Alexa wasn't the least bit embarrassed by her father's actions.
"I like it when he tries to help me," she said in a shy voice.
Alexa, 7, and Arianna get their dad back by beating him on Nintendo Wii or gang-tackling him when they're playing around.
"Frank is like the third child in the house," Jenifer said. "If the kids are out there in the yard, he has to go out there and be the fun dad. I'll look out there sometimes and wonder who the kid is. That's every day."
Vogel enjoys golf, bowling and going on bike rides as a family along one of the trails in their neighborhood. He also likes popping in one of his favorite DVDs that he has likely already seen dozens of times.
A native of Wildwood, N.J., he's a self-proclaimed movie junkie, especially those from the 1980s and '90s. Favorites include "Major League," "Ferris Bueller's Day Off," "Happy Gilmore," "Jerry McGuire" and "A Few Good Men."
"I could go on and on," he said. "There are a few hundred (I like)."
He even used a clip from "Rocky II" last season to get the Pacers to embrace the underdog role as they made their run to the playoffs.
Vogel had his five minutes of fame as a kid when he spun a basketball on the end of a toothbrush on David Letterman's TV show.

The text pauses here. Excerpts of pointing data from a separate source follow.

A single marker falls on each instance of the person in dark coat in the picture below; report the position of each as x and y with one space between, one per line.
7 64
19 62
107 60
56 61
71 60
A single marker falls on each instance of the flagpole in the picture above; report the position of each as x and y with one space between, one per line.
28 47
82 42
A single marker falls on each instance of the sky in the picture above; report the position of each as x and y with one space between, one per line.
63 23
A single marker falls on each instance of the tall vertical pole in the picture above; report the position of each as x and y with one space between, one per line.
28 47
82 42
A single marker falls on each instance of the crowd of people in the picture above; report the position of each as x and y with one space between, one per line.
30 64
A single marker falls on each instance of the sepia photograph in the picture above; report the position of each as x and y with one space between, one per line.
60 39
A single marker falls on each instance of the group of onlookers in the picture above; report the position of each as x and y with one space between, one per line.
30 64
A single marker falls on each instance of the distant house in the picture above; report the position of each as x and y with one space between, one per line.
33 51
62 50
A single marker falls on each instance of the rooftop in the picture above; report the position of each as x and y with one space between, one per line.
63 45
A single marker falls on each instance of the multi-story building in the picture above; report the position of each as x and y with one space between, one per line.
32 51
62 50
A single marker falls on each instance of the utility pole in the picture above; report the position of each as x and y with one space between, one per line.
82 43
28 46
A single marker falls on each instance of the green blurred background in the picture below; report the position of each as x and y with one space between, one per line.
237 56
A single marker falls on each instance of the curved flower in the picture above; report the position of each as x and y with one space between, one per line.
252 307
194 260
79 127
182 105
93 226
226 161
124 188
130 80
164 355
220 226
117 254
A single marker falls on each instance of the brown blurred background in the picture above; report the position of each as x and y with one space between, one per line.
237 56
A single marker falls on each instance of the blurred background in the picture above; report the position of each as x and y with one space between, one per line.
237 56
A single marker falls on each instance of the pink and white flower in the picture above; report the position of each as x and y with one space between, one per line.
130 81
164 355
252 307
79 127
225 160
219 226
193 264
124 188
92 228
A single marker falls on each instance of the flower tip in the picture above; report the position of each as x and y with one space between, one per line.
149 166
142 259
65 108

His other hidden talent is being able to recite lines from movies word for word.
"We'll be talking about movies and he'll just start running off the lines of ones he's seen," another neighbor, Bob Boyer, said. "That's Frank for you. He's just a genuine guy, a normal guy who will strike up a conversation just as easily as he'll be seen throwing a football around with my son."